History: Mormon
Logging Centenial (1944)
Contact: Ken Wood
Email: woodi1999@yahoo.com
Surnames: O'Neill, Chippewa, Ferguson, Brockway
----Sources: Marshfield News Herald Monday July 31, 1944 Page 2
COUNTY CENTENARY OCCURS THIS YEAR
First White Men Arrived In Clark County During Year 1844
Neillsville, Wis.--The year 1844 marked the coming of the first white settlers to what is now Clark County. These pioneers of the Mormon sect felled and took out the virgin timber by way of what became O'Neill Creek, the Black and Mississippi Rivers. Much of this timber went into construction work at Nauvoo, Ill., a Mormon settlement.
A year later the O'Neills, together with Sam and William Ferguson and a man named Brockway, men from New York State who had previously located at Prairie du Chien, selected a site for their logging operations and camps on the north bank of a stream they named O'Neill Creek, after the O'Neills.
This pioneer settlement, literally hewn out of a vast wilderness, proved to be permanent.

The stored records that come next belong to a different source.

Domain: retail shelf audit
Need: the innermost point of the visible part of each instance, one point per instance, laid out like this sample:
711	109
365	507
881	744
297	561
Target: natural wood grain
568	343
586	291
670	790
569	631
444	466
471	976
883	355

It is called Neillsville today. Trade between the Indians and the pioneer settlers flourished, as the Chippewas were a friendly tribe. They remained friendly to the whites until they learned the art of baking cakes from the pioneers.
In those days lemon extract was used solely for flavoring cakes until an enterprising Indian started to experiment with it. Legend has it that an old buck Indian of the Chippewa tribe, after taking a healthy swig of lemon extract, made this remark to one of the O'Neills; "I wonder what it is the paleface buys that's half as precious as this stuff he sells."